Now, if Mohamed ran a garage, and wanted to gain a competitive advantage by differentiating his services, there are a few things he would do differently:
"One of the key frictions here as a pain point for my customers is waiting on the phone line until someone responds. So I will do a digital app that automatically correctly identifies a suitable slot for the customer," he says.
"Now, more is needed because everybody can do this, right? We could go the extra mile here to satisfy the customers. Another big friction is staying three to four hours away from my daily routine. The only way I can do this is probably on weekends. What if I can offer this for the whole week?

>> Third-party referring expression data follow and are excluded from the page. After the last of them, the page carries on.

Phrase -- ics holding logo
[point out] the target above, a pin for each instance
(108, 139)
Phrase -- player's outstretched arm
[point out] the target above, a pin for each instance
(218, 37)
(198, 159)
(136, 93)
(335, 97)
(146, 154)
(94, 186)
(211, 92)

"So companies can say, 'Oh sir, we can do this through an app. You can share, you know, a key to your car, and we can send someone to pick up the car from your home and take it to the garage. We will fix it for you. And when we've done everything, we report this to the app. Payment will be taken automatically once you put in the credit card details, and then we can send it back to your home.'
"I, as a customer, now have a hassle-free service and experience. I didn't have to dedicate two or three hours to have that kind of service done. And typically, more customers would be happy with this kind of service."
Driving value creation
The configuration of organisations has changed significantly with an emphasis on digital capabilities. Human employees are not always necessary for customer interactions, as demonstrated by Mohamed’s example.
"That's kind of what I'm doing at the moment, thinking more about value creation elements, what I'm offering to my customers, what resources I give to them, what activities I do for them."
Mohamed continues: "Know the customer's role and how important it is."